We haven’t followed any of it.

Since then I’ve found a better strategy is to plan for tomorrow, not next week or next year. I don’t mean you should never look ahead; I just mean that when stress or overwhelm kick in, that’s your clue to stop.

Today I want to share not only the resources we’ll be using in the upcoming year, but also what we’ve used in the past. Hopefully this will help those of you with younger children as well.

Before Five in a Row

I used this program with my oldest son when he was between two and three years old. We spent this time together while my youngest was napping. Jonathan and I read, talked, and did short activities together. This was not necessary for his academic development in any way–it was just plain fun.

Tsh of Simple Mom had success using Five in a Row for preschool as well.

Letter of the Week

I began this free online curriculum when my two oldest kids were ages four and three, though we never fully completed it.

I want to stress that no formal curriculum is necessary for preschool at all! But if you and your kids enjoy it, then it’s fine to spend a little time together this way–keeping it light and playful. A wonderful resource along these lines that I recommend is Kindergarten with Your 3 to 6 Year Old by Donna Simmons of Christopherus Homeschool.

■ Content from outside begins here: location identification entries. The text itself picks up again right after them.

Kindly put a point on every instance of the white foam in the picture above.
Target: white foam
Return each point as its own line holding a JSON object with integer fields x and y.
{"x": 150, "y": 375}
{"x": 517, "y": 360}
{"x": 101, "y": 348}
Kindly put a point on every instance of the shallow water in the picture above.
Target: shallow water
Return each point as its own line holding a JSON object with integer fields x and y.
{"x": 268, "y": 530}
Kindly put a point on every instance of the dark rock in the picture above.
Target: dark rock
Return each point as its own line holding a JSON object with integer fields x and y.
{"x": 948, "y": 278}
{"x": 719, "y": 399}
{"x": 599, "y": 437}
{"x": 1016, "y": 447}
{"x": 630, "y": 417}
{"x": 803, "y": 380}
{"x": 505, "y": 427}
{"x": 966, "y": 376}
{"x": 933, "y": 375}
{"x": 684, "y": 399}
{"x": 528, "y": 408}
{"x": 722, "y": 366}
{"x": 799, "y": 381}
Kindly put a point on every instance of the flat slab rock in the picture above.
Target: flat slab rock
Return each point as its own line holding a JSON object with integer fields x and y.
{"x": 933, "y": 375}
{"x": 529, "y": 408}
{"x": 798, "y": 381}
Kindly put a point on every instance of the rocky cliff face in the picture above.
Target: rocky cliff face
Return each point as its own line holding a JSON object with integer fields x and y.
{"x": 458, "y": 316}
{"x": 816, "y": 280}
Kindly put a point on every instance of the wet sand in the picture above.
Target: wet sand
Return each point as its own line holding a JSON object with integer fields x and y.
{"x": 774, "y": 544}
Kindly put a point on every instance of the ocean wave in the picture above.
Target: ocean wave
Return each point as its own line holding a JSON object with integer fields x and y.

Finding out about Sonlight was what first convinced me to give homeschooling a try. As someone who loves books and reading, I couldn’t believe my luck at discovering this literature-based program.

We began using the P3/4 level when my kids were 5, 3.5, and 3. This is a wonderful collection of books and we read them alongside the Letter of the Week program mentioned above.

When my kids turned 6, 4.5, and 4 we progressed to Sonlight’s P4/5 collection. And this past year I used Core A with my 7, 5.5, and 5-year-olds. By this time I began to notice that I wasn’t using the Instructor’s Guide regularly. It had been such a comfort when I first started (and many families swear by it), but as I grew in confidence I no longer referred to it as often.

At that point I decided to begin using Sonlight’s book collection without following the program rigidly. Sonlight is great for combining a range of ages; many of their book selections are advanced and can be used with older kids (So the Core A readings were perfect for my seven-year-old too).

Oak Meadow

I first discovered Oak Meadow because of their relationship as sponsors here on Simple Homeschool. But it just so happens that it was the perfect resource for the perfect time for our family.

I appreciate Oak Meadow’s creative approach to introducing academics and their respect for the whole child’s development, not just their academic skills. I also appreciate the structured presentation of lessons in the syllabus. I love that just one syllabus covers all subjects: language arts, math, social studies, science, music, and crafts.

Though the presentation of lesson plans may appear somewhat structured, the way I integrate the activities into our days is anything but! That’s the beauty of making a curriculum work for you, instead of the other way around.

This year we’ve been using the Oak Meadow Kindergarten program and next year I plan to continue with the First Grade program. I’ll be doing it with all three of my children, who will be 8, 7, and 6 when we begin. I prefer to introduce academics at a later age and my oldest is developmentally delayed, so I’m able to combine all three with minor modifications.

Books, Books, Books

Of all we’ll be doing over the upcoming year, I most look forward to our read-alouds. I pull my reading choices from the lists at Sonlight, Ambleside Online, Simply Charlotte Mason, and my own research.

Because I don’t like being overwhelmed by book clutter, I use the lists to determine the classics I know I want to keep on our shelves long-term. Other read-alouds we’ll check out from the library.

Here are the books I’ve decided to purchase for our home this year:

Listing all this curricula doesn’t make me sound like an interest-led learner, does it? Over time I’ve found out how to use resources in the way that works for us, without feeling pressured if that doesn’t line up with the original intent of the materials.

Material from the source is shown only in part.